Death, Men, and Modernism
Title | Death, Men, and Modernism PDF eBook |
Author | Ariela Freedman |
Publisher | Psychology Press |
Pages | 174 |
Release | 2003 |
Genre | Literary Collections |
ISBN | 9780415943505 |
First Published in 2003. Routledge is an imprint of Taylor & Francis, an informa company.
Dynamic Psychology in Modernist British Fiction
Title | Dynamic Psychology in Modernist British Fiction PDF eBook |
Author | G. Johnson |
Publisher | Springer |
Pages | 269 |
Release | 2005-10-06 |
Genre | Psychology |
ISBN | 0230288073 |
Dynamic Psychology in Modernist British Fiction argues that literary critics have tended to distort the impact of pre-Freudian psychological discourses, including psychical research, on Modern British Fiction. Psychoanalysis has received undue attention over a more typical British eclecticism, embraced by now-forgotten figures including Frederic Myers and William McDougall. This project focuses on the Edwardian novelists most fully engaged by dynamic psychology, May Sinclair, and J.D. Beresford, but also reconsiders Arnold Bennett and D.H. Lawrence. The book concludes by demonstrating Woolf's subtle assimilation of pre-Freudian discourse.

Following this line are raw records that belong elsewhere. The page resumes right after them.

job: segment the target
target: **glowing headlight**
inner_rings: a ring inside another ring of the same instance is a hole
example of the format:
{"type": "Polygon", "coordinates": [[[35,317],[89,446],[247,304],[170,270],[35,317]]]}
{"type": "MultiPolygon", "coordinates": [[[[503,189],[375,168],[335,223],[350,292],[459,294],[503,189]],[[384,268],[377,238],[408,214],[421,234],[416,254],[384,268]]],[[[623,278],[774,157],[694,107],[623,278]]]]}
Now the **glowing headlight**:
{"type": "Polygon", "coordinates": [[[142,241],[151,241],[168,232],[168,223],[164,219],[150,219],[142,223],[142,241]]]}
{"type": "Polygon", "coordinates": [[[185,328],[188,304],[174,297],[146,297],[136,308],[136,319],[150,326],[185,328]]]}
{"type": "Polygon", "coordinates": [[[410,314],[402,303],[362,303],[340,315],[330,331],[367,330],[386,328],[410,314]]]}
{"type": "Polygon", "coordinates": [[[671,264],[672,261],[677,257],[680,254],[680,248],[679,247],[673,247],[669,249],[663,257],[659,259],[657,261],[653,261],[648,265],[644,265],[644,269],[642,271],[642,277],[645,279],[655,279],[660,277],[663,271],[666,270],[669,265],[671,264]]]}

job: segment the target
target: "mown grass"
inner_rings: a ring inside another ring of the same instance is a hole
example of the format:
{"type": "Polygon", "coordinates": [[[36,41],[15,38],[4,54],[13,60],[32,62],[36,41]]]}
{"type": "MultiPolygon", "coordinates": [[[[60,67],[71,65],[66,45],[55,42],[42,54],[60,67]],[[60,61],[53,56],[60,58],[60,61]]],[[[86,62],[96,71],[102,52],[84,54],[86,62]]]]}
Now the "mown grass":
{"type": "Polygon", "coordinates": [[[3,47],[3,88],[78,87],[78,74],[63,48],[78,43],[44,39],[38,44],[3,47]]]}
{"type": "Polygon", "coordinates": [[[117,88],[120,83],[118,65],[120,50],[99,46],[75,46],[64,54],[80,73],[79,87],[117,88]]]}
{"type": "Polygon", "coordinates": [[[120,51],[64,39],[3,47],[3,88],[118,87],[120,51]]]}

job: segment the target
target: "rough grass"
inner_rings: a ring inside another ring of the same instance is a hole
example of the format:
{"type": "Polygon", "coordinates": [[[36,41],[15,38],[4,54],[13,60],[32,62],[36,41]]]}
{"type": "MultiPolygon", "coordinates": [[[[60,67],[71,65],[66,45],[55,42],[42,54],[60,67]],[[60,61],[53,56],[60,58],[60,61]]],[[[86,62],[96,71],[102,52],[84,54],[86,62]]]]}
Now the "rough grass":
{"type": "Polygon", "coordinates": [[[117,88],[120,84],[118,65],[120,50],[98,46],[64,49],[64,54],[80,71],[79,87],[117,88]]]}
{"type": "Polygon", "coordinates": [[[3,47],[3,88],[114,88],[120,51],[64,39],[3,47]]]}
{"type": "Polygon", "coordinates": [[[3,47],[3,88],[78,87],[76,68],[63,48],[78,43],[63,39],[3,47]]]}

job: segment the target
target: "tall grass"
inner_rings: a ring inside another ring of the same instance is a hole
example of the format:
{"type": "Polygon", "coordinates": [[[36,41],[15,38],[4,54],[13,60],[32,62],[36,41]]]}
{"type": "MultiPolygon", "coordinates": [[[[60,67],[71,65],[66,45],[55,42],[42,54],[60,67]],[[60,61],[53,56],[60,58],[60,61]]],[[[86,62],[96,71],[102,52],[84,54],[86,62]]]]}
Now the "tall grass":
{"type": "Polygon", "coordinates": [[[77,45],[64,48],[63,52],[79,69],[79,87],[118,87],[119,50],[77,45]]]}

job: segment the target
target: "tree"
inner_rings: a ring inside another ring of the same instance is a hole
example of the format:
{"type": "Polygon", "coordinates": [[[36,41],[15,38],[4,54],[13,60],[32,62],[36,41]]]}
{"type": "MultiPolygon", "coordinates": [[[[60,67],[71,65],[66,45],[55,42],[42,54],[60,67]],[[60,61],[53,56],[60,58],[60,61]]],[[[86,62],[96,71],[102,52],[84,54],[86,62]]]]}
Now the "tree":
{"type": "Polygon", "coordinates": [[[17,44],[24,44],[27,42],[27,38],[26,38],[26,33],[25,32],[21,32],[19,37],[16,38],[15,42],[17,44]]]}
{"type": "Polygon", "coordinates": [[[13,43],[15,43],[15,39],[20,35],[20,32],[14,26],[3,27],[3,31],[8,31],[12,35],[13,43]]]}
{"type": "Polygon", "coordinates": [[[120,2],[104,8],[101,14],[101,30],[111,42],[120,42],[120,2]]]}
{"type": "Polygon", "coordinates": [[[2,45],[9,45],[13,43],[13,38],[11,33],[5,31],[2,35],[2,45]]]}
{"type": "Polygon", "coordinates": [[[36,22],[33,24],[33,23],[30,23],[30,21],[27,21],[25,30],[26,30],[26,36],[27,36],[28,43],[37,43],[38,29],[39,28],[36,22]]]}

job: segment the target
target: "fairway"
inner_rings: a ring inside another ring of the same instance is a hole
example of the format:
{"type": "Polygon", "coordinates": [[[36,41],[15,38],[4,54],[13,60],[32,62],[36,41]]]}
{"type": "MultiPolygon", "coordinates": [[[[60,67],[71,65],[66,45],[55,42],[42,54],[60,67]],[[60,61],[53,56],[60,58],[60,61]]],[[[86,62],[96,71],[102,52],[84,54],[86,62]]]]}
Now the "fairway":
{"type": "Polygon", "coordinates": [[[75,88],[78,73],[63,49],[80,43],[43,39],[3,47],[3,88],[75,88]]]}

The Cambridge Companion to British Fiction: 1980–2018
Title | The Cambridge Companion to British Fiction: 1980–2018 PDF eBook |
Author | Peter Boxall |
Publisher | Cambridge University Press |
Pages | 335 |
Release | 2019-06-27 |
Genre | Literary Criticism |
ISBN | 1108483410 |
Gives a comprehensive critical picture of the development of British fiction from the election of Thatcher to the present.
On Modern British Fiction
Title | On Modern British Fiction PDF eBook |
Author | Zachary Leader |
Publisher | Oxford University Press, USA |
Pages | 338 |
Release | 2002 |
Genre | English fiction |
ISBN | 9780199249336 |
A collection of essays on fiction in Britain, with contributions by contemporary novelists and critics such as Martin Amis, Ian McEwan, Hilary Mantel, James Wood, Christopher Hitchens, Michael Wood, and Elaine Showalter.